In September 2021, the Biden administration issued an order to the Department of Homeland Security that only illegal aliens who posed a national security threat, had committed major crimes, or who crossed a U.S. border unlawfully after November 2020 be arrested and deported. The rule exempted the 11 million illegal aliens who have been living in the U.S. without permission for years from being arrested and deported, as long as they did not commit serious crimes.
That rule, established in a memo from Homeland Security Secretary Alejandro Mayorkas, limited ICE’s ability to arrest and deport illegal aliens to only those who committed a serious crime or threatened national security. The rule was challenged by the states of Texas and Louisiana, and a lower court agreed that the rule was too restrictive. After failing to get a lower court to overturn the order, Biden took his case to the Supreme Court.
A majority of the court decided to hear the merits of the challenge over the Mayorkas memo, but won’t immediately reinstate the rule, setting up oral arguments during its December session.
The Biden administration has said the policy is a proper exercise of the government’s broad powers to decide which cases to prioritize, arguing the rules allow ICE to use its limited enforcement resources to arrest immigrants who pose the gravest threats to national security, public safety and border security.
But Republicans lawmakers have called the rules too restrictive, saying they fail to deter illegal immigration. In lawsuits, Republican-controlled states have also argued the guidelines violate laws that govern the detention of certain unauthorized immigrants, such as those with final deportation orders.

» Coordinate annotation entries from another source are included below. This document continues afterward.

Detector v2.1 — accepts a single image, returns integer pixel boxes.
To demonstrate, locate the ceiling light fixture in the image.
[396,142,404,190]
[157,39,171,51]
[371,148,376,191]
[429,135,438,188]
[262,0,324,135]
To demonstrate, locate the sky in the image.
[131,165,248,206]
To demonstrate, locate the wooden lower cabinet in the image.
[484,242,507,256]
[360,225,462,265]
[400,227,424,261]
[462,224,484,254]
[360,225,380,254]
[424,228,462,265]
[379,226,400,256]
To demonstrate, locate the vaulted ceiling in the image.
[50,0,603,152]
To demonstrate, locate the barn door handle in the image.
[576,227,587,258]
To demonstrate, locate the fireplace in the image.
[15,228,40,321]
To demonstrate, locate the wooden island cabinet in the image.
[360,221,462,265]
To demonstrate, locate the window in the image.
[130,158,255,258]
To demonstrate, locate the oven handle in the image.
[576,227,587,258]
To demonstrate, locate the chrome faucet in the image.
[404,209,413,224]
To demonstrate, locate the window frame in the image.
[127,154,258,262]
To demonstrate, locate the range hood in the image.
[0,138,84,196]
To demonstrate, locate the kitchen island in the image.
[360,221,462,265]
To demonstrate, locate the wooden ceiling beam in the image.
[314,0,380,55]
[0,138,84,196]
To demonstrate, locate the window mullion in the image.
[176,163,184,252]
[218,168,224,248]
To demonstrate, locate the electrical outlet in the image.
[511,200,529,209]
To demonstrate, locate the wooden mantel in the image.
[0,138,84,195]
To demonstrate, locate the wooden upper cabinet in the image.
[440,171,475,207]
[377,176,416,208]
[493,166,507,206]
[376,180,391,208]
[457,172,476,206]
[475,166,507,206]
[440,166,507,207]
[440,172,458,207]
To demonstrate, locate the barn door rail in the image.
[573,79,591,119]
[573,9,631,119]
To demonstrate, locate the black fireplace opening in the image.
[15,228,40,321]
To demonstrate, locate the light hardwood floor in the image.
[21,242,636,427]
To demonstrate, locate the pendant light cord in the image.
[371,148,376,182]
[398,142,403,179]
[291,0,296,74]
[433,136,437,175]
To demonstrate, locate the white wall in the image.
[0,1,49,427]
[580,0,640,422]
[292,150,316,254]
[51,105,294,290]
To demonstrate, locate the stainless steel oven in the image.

Previously, courts have sided with the executive regarding the president’s authority to prioritize immigration cases, and this court may still agree with past decisions. But the nature of Mayorkas’ memo was far too restrictive in enforcing immigration law, according to border state governors.

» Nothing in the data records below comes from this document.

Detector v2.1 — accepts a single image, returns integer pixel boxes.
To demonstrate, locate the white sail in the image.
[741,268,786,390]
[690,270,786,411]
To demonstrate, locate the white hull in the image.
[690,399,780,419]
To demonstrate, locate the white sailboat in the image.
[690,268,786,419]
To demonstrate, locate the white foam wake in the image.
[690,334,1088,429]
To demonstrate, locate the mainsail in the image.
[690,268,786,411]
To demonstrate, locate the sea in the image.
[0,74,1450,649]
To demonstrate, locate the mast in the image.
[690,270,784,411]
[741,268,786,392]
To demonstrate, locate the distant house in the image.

In its request to the Supreme Court earlier this month, the Justice Department said Tipton’s order contradicted the 6th Circuit Court of Appeals’ ruling. It also said Tipton’s ruling was part of a broader trend of lawsuits that “enmesh the Judiciary in policy disputes between States and the federal government that should be — and, until recently, were — resolved through the democratic process.”
Since January 2021, Republican-controlled states have filed more than a dozen lawsuits targeting President Biden’s immigration and border policies.

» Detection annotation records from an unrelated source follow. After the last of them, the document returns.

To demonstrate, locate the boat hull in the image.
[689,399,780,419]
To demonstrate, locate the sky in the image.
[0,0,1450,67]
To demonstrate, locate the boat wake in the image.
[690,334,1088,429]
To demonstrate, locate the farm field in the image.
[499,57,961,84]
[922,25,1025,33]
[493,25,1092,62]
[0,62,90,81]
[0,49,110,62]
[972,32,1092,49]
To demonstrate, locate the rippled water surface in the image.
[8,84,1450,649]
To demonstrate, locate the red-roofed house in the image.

Those lawsuits have led federal judges, many of them appointed by former President Donald Trump, to block the Biden administration’s proposed 100-day deportation moratorium, halt earlier limits on ICE arrests and force U.S. border officials to continue expelling migrants under a public health authority.
Given that state attorneys general sued the Trump administration 138 times, perhaps the Biden administration should practice what it preaches.
A sampling of suits filed against the Trump administration by Democratic states:
Among the topics: the “travel ban“; the Deferred Action for Childhood Arrivals program, or DACA; family separations at the U.S.-Mexico border; the “national emergency” declaration to build the border wall; international student visas; student loan protections; clean water rules; transgender health care protections; automobile emissions; a citizenship question on the 2020 census; U.S. Postal Service operations; and Obamacare.
It’s likely that even the conservative court sitting now will grant the administration its wish and allow the rule to continue to be enforced. Of course, all this nonsense could be avoided if Congress would only pass intelligent immigration reform — just like the Constitution set them up to do.